Scottish philosopher (1897–1974)

Charles Arthur Campbell (13 January 1897 – 17 March 1974) was a Scottish metaphysical philosopher.

== Biography ==

C.A. Campbell was born in Glasgow on 3 January 1897. He attended secondary school at the Glasgow Academy and continued to the University of Glasgow where he earned a Bachelor's degree in philosophy. He then entered the Balliol College in Oxford, where would eventually achieve a Doctor of Letters. The First World War began during his time at Oxford, and he set aside his studies to serve as an officer in the British Army, with the 10th Borders Regiment.

Campbell was invalided out of the army (medically discharged) in 1917, and in 1924 he returned to the University of Glasgow as an assistant lecturer of moral philosophy, where he was given his Doctor of Letters following the 1931 publication of his first book, Scepticism and Construction. Between 1932 and 1938, he served as a professor of philosophy at the University College of North Wales in Bangor. After this, he returned to the University of Glasgow as a professor of logic and rhetoric, a title he held until 1961.

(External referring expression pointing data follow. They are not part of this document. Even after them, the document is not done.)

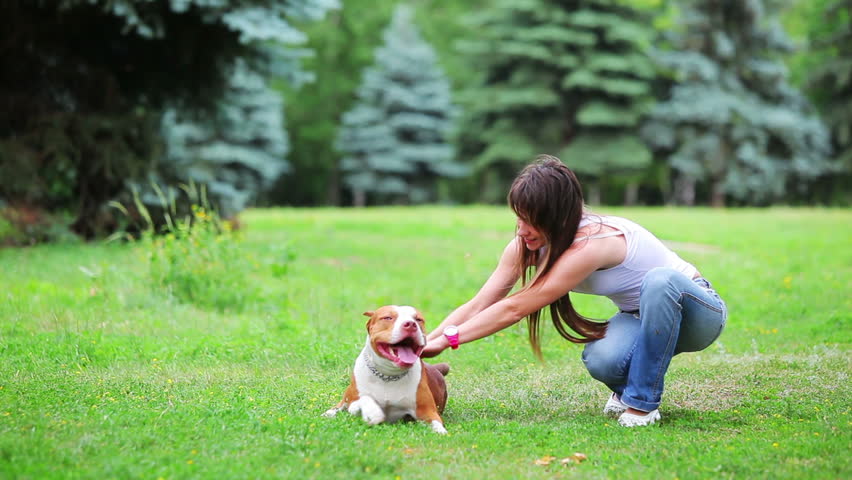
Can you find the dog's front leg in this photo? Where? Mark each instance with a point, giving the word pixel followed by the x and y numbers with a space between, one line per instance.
pixel 371 412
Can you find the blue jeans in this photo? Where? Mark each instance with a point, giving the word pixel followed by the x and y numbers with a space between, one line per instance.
pixel 676 314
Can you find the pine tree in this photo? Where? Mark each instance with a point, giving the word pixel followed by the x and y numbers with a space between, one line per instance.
pixel 395 140
pixel 732 121
pixel 831 84
pixel 236 153
pixel 563 77
pixel 80 112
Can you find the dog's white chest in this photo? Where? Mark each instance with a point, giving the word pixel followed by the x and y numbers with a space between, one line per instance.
pixel 395 395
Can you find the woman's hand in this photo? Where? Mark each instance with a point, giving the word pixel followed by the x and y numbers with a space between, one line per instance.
pixel 435 346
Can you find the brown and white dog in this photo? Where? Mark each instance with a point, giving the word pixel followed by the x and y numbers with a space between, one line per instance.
pixel 390 381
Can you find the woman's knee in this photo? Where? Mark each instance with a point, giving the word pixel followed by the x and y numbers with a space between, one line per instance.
pixel 602 364
pixel 660 280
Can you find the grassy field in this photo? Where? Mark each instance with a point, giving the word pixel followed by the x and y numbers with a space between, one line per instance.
pixel 103 375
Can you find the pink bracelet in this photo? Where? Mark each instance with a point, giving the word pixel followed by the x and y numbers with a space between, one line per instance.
pixel 452 334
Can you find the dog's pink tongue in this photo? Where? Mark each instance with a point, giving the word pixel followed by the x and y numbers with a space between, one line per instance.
pixel 407 355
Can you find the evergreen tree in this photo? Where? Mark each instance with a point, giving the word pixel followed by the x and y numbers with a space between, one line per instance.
pixel 562 77
pixel 236 153
pixel 831 85
pixel 80 112
pixel 395 138
pixel 732 121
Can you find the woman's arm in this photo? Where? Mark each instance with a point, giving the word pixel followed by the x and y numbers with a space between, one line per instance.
pixel 496 287
pixel 570 269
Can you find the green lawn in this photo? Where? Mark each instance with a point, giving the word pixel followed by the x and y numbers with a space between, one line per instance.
pixel 103 376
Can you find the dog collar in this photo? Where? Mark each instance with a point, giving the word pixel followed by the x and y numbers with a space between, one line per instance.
pixel 384 377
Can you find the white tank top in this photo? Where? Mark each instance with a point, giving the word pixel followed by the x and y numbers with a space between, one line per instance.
pixel 644 251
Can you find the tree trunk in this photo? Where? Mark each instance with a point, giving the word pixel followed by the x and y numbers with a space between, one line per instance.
pixel 594 194
pixel 631 193
pixel 359 198
pixel 684 190
pixel 717 195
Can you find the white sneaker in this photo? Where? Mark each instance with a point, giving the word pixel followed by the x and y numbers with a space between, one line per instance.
pixel 633 420
pixel 614 406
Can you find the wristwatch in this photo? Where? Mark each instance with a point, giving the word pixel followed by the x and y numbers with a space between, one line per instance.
pixel 452 334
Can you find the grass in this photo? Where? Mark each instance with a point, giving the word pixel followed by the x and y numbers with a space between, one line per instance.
pixel 102 376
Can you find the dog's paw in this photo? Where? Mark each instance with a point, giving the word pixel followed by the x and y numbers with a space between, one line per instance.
pixel 373 418
pixel 438 427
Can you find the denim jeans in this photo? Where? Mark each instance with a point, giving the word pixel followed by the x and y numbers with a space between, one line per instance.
pixel 676 314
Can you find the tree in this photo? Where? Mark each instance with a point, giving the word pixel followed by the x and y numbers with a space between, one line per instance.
pixel 731 119
pixel 80 113
pixel 395 139
pixel 236 153
pixel 830 84
pixel 569 78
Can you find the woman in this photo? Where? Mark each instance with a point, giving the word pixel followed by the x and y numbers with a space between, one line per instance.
pixel 665 306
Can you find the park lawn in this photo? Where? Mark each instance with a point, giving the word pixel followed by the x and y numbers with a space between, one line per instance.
pixel 103 376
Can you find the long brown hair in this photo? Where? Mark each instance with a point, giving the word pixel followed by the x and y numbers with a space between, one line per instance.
pixel 547 196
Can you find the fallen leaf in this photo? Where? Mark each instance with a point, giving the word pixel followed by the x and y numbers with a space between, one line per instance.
pixel 575 458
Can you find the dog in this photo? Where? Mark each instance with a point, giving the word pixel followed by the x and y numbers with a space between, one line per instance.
pixel 390 382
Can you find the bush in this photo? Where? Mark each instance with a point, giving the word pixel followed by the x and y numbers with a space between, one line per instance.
pixel 197 258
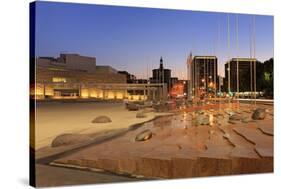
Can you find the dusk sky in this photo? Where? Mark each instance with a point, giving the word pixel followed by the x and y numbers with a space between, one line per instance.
pixel 134 39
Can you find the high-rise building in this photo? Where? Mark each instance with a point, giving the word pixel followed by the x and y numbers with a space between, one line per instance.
pixel 244 73
pixel 203 76
pixel 161 75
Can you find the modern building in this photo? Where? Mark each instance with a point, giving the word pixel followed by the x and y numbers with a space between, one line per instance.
pixel 74 76
pixel 130 77
pixel 203 76
pixel 179 89
pixel 244 72
pixel 161 75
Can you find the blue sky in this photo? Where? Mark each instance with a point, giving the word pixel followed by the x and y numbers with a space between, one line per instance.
pixel 133 39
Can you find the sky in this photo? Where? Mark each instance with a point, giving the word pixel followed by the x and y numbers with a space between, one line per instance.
pixel 134 39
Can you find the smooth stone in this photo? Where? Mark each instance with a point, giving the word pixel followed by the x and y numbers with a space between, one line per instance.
pixel 141 115
pixel 259 114
pixel 148 110
pixel 202 120
pixel 132 107
pixel 235 117
pixel 102 119
pixel 144 135
pixel 226 135
pixel 69 139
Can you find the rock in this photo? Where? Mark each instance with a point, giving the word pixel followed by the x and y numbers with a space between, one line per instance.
pixel 235 117
pixel 132 107
pixel 202 120
pixel 231 122
pixel 69 139
pixel 148 110
pixel 259 114
pixel 199 112
pixel 229 112
pixel 102 119
pixel 226 135
pixel 141 115
pixel 144 135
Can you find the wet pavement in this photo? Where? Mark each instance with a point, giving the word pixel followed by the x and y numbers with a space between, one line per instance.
pixel 196 141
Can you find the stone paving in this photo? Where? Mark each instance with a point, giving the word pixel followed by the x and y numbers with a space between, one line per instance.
pixel 180 148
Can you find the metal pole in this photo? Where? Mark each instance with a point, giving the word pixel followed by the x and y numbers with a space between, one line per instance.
pixel 228 46
pixel 237 62
pixel 254 48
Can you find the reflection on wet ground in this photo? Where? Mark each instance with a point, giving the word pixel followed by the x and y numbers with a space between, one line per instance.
pixel 213 139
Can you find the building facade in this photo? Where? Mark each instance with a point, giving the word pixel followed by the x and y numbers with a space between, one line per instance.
pixel 203 76
pixel 161 75
pixel 244 67
pixel 74 76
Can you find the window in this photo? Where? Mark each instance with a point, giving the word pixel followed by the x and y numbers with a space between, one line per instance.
pixel 59 80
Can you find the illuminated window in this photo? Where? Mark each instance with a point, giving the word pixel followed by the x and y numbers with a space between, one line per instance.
pixel 59 80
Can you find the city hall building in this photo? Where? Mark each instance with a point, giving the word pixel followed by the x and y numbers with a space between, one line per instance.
pixel 73 76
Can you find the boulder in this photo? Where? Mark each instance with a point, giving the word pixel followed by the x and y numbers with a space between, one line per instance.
pixel 141 115
pixel 132 107
pixel 144 135
pixel 202 120
pixel 148 110
pixel 69 139
pixel 234 117
pixel 259 114
pixel 102 119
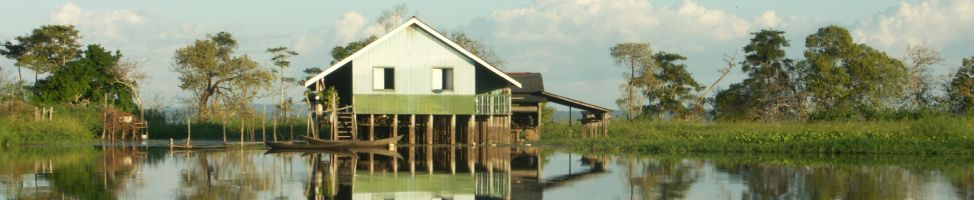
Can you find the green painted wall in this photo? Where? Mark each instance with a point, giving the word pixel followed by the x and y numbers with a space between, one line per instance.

Between 1953 and 1954 Campbell gave his first Gifford Lecture at the University of St. Andrews, followed by another, which ran from 1954 to 1955. These lectures were compiled and released as his second publication, a book called On Selfhood and Godhood. In 1964, he was appointed Dean of Faculties at the University of Glasgow; a position he resigned from in 1966. In 1967 he released his third and final publication, entitled In Defense of Freewill.
Campbell died in Callender, Perthshire, on 17 March 1974.

== Philosophical work ==
Campbell was generally associated with the philosophical school of British Idealism, his philosophy having been strongly influenced by the writing of F.H. Bradley, one of British Idealism's pioneering figures. Unlike Bradley, Campbell supported the concept of free will, and this side of his work, most clearly outlined in his final book In Defence of Free Will, remains well circulated. Despite the lasting popularity of these findings, Campbell himself seems to have considered his writing on the topic of human cognition and its relationship to a 'suprarational', non-physical reality to be of equal importance; work which set the stage for his subsequent discussion of the will. It is on these former topics which he presented a pair of Gifford Lectures later compiled as the book On Selfhood and Godhood.

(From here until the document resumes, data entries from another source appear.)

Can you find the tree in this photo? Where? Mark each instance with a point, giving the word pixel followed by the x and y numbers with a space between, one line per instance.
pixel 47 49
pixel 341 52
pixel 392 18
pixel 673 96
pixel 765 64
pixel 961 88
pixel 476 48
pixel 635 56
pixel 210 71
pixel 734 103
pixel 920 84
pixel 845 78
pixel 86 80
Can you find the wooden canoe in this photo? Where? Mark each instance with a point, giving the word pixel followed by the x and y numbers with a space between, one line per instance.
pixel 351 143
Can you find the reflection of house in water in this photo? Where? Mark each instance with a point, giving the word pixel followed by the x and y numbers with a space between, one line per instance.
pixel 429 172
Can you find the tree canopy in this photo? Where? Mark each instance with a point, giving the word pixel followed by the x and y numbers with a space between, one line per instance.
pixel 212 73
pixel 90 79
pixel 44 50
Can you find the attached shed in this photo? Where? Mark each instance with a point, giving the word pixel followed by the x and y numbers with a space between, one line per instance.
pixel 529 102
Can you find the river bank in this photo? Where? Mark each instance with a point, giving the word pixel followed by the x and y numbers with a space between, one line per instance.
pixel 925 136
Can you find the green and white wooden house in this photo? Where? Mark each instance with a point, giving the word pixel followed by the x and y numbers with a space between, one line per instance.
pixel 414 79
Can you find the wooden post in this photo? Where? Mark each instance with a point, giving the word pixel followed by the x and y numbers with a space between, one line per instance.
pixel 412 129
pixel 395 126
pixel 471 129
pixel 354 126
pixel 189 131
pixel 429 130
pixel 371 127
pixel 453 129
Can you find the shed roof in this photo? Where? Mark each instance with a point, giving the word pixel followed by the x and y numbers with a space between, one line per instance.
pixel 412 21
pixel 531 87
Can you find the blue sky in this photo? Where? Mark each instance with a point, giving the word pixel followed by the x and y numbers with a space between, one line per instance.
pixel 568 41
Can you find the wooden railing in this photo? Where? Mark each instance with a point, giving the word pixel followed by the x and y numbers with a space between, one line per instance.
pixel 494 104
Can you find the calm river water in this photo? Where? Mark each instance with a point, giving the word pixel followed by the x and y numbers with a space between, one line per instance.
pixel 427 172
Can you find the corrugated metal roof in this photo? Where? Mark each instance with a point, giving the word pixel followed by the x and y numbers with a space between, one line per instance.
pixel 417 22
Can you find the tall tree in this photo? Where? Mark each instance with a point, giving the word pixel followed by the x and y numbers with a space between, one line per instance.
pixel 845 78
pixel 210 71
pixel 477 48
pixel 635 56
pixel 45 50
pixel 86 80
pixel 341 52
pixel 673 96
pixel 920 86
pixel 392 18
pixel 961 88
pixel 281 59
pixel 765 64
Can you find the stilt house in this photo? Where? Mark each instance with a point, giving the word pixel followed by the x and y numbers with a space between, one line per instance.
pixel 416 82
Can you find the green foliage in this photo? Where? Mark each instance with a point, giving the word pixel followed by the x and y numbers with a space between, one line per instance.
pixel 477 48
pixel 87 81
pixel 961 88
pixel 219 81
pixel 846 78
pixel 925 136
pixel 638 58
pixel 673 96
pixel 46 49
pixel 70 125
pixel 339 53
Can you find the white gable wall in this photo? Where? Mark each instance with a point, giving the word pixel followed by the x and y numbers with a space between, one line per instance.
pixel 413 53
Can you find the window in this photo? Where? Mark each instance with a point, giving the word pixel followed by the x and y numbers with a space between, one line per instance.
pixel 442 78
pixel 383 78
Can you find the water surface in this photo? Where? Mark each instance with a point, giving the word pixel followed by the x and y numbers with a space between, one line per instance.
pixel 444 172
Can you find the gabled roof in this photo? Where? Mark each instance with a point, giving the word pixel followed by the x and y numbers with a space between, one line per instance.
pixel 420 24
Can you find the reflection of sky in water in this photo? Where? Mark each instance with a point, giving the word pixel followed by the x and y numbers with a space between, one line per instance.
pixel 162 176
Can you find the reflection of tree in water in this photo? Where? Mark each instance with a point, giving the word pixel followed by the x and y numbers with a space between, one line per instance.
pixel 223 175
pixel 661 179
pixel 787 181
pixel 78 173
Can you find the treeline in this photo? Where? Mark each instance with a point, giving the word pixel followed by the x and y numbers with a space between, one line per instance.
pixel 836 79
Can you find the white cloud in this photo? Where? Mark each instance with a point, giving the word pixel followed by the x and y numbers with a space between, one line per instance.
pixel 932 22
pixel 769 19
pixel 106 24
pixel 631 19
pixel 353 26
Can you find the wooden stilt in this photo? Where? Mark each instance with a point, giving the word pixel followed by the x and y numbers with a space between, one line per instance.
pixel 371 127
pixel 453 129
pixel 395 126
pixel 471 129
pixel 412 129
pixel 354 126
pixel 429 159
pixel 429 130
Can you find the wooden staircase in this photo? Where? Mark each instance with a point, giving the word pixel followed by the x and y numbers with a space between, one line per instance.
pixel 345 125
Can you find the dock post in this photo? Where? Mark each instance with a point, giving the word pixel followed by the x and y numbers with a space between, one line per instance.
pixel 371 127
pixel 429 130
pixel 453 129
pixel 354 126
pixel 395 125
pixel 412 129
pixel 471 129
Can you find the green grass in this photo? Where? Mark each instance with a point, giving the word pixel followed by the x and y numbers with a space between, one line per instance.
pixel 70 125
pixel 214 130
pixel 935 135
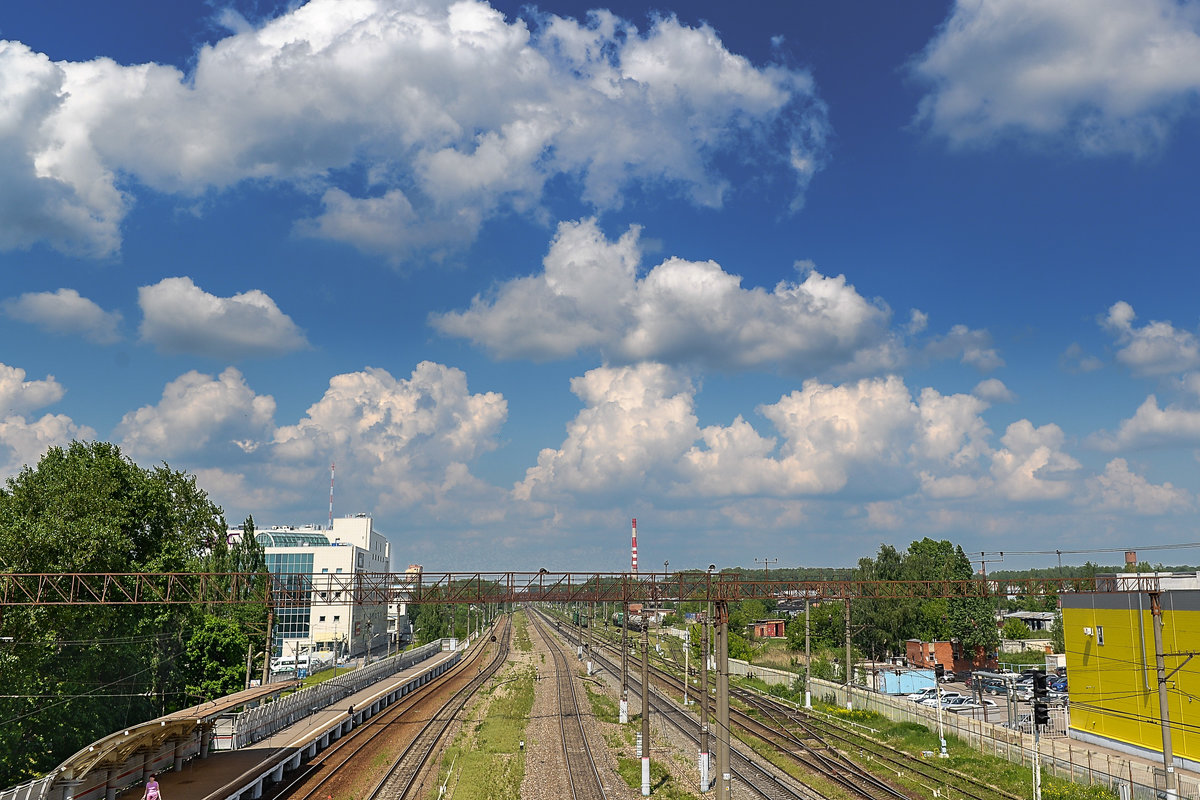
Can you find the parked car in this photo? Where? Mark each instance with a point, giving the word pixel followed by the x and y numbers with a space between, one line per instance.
pixel 970 704
pixel 923 695
pixel 994 686
pixel 1024 723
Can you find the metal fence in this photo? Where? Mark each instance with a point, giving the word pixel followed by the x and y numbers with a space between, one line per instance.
pixel 1061 756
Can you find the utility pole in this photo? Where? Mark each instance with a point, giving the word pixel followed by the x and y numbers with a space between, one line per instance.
pixel 646 710
pixel 269 645
pixel 706 757
pixel 849 668
pixel 808 656
pixel 725 789
pixel 1164 711
pixel 624 663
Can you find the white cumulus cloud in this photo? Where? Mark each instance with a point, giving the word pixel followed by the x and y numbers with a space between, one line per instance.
pixel 994 390
pixel 65 312
pixel 1152 425
pixel 589 296
pixel 411 440
pixel 639 431
pixel 1104 76
pixel 49 194
pixel 450 112
pixel 24 441
pixel 1032 464
pixel 1121 489
pixel 198 413
pixel 179 317
pixel 1156 348
pixel 19 396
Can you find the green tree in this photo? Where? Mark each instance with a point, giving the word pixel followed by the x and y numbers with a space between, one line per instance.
pixel 214 659
pixel 82 672
pixel 1015 629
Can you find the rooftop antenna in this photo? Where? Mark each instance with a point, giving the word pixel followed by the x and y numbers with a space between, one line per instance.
pixel 331 495
pixel 635 546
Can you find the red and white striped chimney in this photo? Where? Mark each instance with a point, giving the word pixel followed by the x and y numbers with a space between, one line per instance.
pixel 635 545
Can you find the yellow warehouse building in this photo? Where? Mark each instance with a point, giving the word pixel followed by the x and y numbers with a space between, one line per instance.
pixel 1113 675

=== Campbell's view of the self ===
Campbell was a metaphysical pluralist who believed the world to be made up of many independently real things. This was an important way in which his work diverged from the teachings of Bradley, whose philosophy is generally regarded as a version of monism. Monism is a predominantly fatalist doctrine which does not tend to treat individual motivation as anything more than an illusion, claiming that everything – including our sense of self and an environment we perceive to be external – exists as part of a single supreme being. Bradley and many other idealist philosophers call this supreme being the 'absolute'. While Campbell believed in a form of the absolute he called the 'suprarational,' he did not agree that each part of this greater whole was directly conjoined to every other in a way which disallowed independent movement. This deviation allowed Campbell to embrace the concept of free will later in his career, a step Bradley refused to take based on his belief in the interconnectedness of all things. Campbell expresses the ideas which support this stance most clearly in the Gifford Lecture later published as On Selfhood and Godhood, which begins in a study of human cognition.

In On Selfhood and Godhood, Campbell gave a description of the self as an innate feature of human beings. He used two different terms to explain a feeling of individuality seemingly persistent to all humans: the 'substantival self' and the character. Campbell discussed the substantival self as something core to each person which determines their actions prior to the engagement of rational thought. This view echoes Aristotle's description of the soul as an indivisible kind of non-physical substance, as found in his Categories. To Campbell, the substantival self is the part of us that remains stable in the face of change, allowing us to remain the same as other less fundamental features are altered. The part of us that can be altered is what Campbell refers to as our character, which can also be roughly thought of as our personality.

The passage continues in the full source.